Em Reno, um mercado imobiliário aquecido onde o aluguel médio de apartamentos é de US $ 1.600, os afegãos estão sendo colocados em motéis, unidades de sogra, porões populares e Airbnbs, disse Carina Black, diretora executiva do Northern Nevada International Center, que absorveu mais refugiados em um mês do que nos últimos dois anos juntos.
“Estamos tão sobrecarregados”, disse Black. “Essas pessoas ficaram com a impressão de que iam para um alojamento permanente quando deixaram as bases. Em vez disso, estamos em uma ampla busca por moradia temporária. ”
Owensboro, uma cidade de cerca de 60.000 habitantes, era considerada um local ideal para reassentar refugiados afegãos: o custo de vida é baixo, os empregos são abundantes e as escolas são sólidas.

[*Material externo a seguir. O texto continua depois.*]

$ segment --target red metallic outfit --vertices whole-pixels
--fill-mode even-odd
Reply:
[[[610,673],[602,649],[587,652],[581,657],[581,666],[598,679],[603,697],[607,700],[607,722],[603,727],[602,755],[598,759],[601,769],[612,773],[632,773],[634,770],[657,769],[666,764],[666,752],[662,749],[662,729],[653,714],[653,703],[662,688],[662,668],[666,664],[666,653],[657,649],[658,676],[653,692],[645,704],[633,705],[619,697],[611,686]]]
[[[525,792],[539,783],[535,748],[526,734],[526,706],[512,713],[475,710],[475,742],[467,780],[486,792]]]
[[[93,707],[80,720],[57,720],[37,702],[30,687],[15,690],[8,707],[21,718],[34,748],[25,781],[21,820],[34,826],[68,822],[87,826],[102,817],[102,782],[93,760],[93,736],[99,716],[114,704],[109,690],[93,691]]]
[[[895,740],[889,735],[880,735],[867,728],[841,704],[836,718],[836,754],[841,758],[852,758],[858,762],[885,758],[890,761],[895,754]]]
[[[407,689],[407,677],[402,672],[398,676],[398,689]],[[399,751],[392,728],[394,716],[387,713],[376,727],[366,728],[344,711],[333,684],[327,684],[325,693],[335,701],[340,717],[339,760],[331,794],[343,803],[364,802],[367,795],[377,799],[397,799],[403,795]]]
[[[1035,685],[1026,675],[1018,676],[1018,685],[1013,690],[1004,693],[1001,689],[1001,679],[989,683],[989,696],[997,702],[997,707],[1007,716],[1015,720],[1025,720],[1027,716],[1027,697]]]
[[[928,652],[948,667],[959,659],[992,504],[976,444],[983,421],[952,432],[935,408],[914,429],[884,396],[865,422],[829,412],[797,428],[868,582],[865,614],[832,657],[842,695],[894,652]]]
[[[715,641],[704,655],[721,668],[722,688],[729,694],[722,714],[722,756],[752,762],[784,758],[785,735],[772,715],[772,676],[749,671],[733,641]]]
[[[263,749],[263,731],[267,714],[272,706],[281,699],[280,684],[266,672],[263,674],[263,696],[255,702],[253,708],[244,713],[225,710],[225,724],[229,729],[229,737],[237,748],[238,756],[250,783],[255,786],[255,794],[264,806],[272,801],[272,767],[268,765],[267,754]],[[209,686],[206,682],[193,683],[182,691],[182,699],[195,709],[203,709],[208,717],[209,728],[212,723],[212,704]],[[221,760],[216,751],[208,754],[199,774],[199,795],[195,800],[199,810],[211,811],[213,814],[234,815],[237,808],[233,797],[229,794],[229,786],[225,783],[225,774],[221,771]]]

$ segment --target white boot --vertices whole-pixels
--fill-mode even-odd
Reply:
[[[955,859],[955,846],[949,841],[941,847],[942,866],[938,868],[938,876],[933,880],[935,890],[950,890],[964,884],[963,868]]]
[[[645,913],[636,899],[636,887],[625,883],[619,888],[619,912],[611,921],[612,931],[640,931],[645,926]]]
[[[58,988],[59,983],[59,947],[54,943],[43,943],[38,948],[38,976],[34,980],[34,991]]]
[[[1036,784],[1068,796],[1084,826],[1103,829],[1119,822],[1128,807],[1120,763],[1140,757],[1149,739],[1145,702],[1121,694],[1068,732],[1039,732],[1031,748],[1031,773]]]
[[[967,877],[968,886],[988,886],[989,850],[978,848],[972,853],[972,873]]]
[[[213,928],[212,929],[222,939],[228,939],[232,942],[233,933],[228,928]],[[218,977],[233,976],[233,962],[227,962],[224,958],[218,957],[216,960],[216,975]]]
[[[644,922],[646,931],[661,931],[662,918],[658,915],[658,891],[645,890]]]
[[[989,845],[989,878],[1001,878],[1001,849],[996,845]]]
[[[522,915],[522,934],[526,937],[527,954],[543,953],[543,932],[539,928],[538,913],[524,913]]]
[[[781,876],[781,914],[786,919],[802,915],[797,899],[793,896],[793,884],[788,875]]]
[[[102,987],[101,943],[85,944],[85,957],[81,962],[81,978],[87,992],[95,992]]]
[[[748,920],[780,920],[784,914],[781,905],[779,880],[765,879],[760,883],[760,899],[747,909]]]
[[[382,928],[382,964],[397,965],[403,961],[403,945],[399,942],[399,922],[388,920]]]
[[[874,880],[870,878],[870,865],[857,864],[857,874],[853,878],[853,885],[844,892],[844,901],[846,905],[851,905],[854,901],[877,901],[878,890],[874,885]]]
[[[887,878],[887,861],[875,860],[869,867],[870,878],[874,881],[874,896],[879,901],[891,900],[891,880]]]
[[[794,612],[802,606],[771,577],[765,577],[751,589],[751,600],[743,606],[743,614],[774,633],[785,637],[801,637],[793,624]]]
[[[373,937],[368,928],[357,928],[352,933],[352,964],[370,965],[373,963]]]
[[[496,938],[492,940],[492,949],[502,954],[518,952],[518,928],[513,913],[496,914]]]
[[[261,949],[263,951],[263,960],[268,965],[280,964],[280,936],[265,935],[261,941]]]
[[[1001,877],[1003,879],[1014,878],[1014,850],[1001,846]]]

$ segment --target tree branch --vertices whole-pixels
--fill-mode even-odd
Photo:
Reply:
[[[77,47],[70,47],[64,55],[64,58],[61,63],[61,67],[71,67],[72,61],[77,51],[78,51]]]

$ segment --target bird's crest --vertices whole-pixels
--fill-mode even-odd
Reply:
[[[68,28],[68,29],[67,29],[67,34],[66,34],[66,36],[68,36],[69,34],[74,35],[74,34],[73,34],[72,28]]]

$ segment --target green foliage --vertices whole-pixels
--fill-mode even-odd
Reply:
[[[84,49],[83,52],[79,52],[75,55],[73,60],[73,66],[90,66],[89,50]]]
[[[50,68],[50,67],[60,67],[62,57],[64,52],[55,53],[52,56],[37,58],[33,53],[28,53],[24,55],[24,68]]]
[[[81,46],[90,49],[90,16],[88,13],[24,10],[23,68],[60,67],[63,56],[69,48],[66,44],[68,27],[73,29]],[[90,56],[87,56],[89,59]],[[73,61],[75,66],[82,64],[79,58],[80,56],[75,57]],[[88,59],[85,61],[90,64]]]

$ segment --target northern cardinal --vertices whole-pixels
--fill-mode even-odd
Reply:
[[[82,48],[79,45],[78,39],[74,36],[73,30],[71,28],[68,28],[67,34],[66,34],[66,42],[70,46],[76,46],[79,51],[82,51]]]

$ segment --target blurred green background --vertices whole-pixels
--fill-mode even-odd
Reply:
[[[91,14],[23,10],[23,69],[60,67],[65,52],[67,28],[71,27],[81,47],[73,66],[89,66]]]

Afeganistão sob o governo do Talibã
Com a saída dos militares dos EUA em 30 de agosto, o Afeganistão rapidamente voltou ao controle do Taleban. Em todo o país, existe uma ansiedade generalizada quanto ao futuro.
Mas os aluguéis são escassos.
Duas famílias afegãs estão morando em um Convento de 147 anos 15 milhas da cidade. Alguns estão hospedados em centros de jovens em igrejas. E dezenas estão enfurnados em um motel.
“Estamos muito entediados aqui. Minha esposa chora todos os dias. Ela está pensando o tempo todo em sua família no Afeganistão ”, disse Zakirullah Ahmadzai, 32, enquanto sua esposa, Noorsabah Quroishi, 24, enxugava as lágrimas com a ponta de seu hijab na sala de jantar de um Comfort Suites.
“Tínhamos uma vida boa lá. Tínhamos boas casas. Agora somos zero ”, disse Ahmadzai, que era empresário no Afeganistão.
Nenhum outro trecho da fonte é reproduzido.